Climate change has always been a hard sell. It was something in the future and we have other things to worry about right now. According to a recent Pew Research Center survey, only 42% of Americans believe it is a big problem—and only 16% of Republicans! Inflation is the biggest, and even the federal budget deficit is considered a worse problem than climate change. It appears truer than ever that climate change has what author Dan Gartner called "psychological distance."

I complained a few years ago:

"For all of the news about the popularity of Teslas, pickup trucks and SUVs continue to dominate auto sales. All anyone seems to care about is cheap gas and free parking and single family zoning. People might give up drinking straws but won't give up flying. They are doing a remarkably good job of avoiding any connection between wildfires, storms or floods and their lifestyle."

But this summer is different. Unprecedented heat waves are happening around the world, and it seems that people are taking notice. While some media outlets sound like the movie "'Don't Look Up," others sound direr. The New Scientist headlines "The recent heatwave should act as a wake-up call about climate action." Climate expert Hannah Cloke of the University of Reading is quoted everywhere, saying, "I think these types of temperatures will be seen more often, which is very worrying because many people will die. This is a wake-up call for climate change." The Christian Science Monitor asks: As the world heats up, will climate action too?

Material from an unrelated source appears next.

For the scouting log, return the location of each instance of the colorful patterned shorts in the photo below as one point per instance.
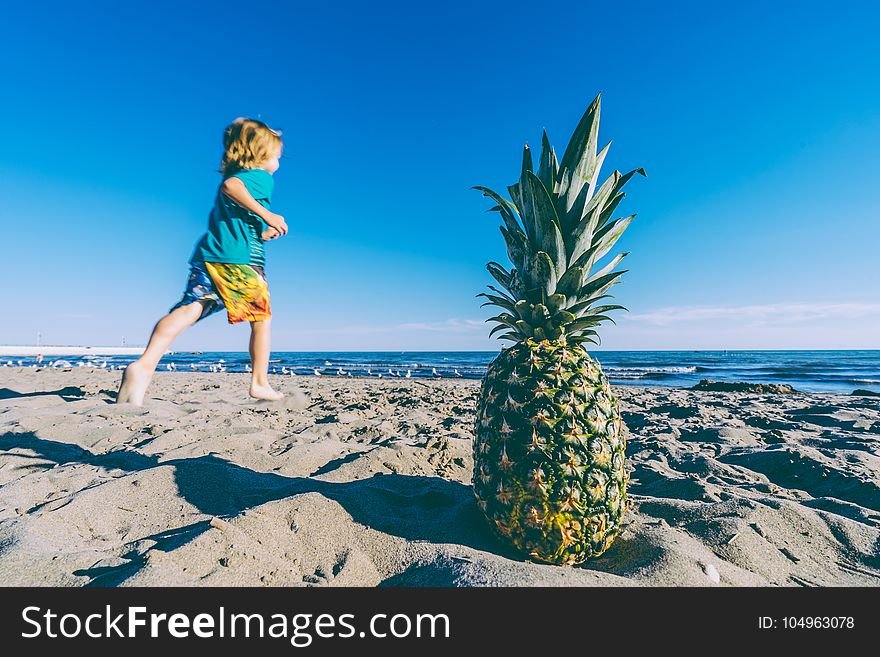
(241, 289)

Author, activist, and The Guardian columnist George Monbiot has always been screaming out wake-up calls, but few listened to him. Years ago, when I would write about him, commenters and even other environmental writers would call him "moonbat" for being over the top. He starts a recent column, titled "This heatwave has eviscerated the idea that small changes can tackle extreme weather," with what some will consider an over-the-top statement: "Can we talk about it now? I mean the subject most of the media and most of the political class has been avoiding for so long. You know, the only subject that ultimately counts – the survival of life on Earth."

He blames the "billionaire press and the politicians it promotes," the business interests they serve, and then looks in the mirror:

"Over the past few years, I’ve begun to see that mainstream environmental movements have made a terrible mistake. The theory of change pursued by most established green groups is entirely wrong. Though seldom openly articulated, it governs their strategy. It goes something like this. There is too little time and the ask is too big to try to change the system. People aren’t ready for it. We don’t want to scare away our members or provoke a fight with the government. So the only realistic approach is incrementalism. We will campaign, issue by issue, sector by sector, for gradual improvements. After years of persistence, the small asks will add up to the comprehensive change we seek and deliver the world we want."

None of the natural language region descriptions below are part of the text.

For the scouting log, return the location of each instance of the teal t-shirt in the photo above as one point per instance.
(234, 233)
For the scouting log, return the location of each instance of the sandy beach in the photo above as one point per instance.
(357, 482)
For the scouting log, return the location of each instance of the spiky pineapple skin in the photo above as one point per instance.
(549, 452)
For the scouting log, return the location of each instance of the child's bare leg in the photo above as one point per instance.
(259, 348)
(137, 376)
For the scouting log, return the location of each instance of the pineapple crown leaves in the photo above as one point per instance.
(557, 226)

Hello, treehugger. Monbiot accuses green groups of timidity—a "reluctance to say what they really want, their mistaken belief that people aren’t ready to hear anything more challenging." But people aren't ready to hear anything more challenging. I see it every day.

For instance, I firmly believe the best way to keep our cities habitable in a hurry in the face of these heat waves is to tear up the asphalt and plant zillions of trees. To do this, we have to reduce parking and create viable alternatives to the private car. We could be like Japan, where you can't buy a car unless you prove that you have a place to park it and on-street parking is banned. We could be like Milan and remove 250,000 square feet of parking. We could be like Paris and put bike lanes everywhere. None of these ideas are wildly implausible and I concluded in a recent post:

"Given the amount of asphalt that cars need for moving and parking—all of which contribute to the heat island effect, and much of which could be used to plant trees—perhaps we should just get rid of most of the cars if we are serious about cooling our cities and reducing both heat and carbon emissions. This, of course, heavily relies on ensuring cities have public transport infrastructure."

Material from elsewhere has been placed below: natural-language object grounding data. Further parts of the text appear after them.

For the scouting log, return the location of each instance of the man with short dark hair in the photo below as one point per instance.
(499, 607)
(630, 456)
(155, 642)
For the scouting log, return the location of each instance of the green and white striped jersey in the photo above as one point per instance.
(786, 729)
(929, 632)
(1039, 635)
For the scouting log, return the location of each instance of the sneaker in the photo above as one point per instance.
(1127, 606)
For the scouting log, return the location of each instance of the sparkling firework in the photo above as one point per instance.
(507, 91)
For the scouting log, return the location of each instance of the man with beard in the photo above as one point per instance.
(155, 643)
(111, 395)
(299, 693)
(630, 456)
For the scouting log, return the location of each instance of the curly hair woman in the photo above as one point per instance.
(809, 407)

The reaction from the usual suspects was outrage, although my favorite comment was, "Lloyd, usually you have interesting things to say, but then there are times like this when you flip your lid."

Perhaps I have, but we have to face reality. There is no longer a psychological distance: Climate change is punching us in the face. We have to take radical steps. As Monbiot concludes, "Let’s stop lying to ourselves and others by pretending that small measures deliver major change. Let’s abandon the timidity and tokenism. Let’s stop bringing buckets of water when only fire engines will do."

None of this is easy, but we know what to do. The International Panel on Climate Change even conveniently laid out a plan in their last report. We know what to do with the biggest emitters, our buildings, transportation, and food. Perhaps we are finally at the point where people will get that this is real, and it is happening now.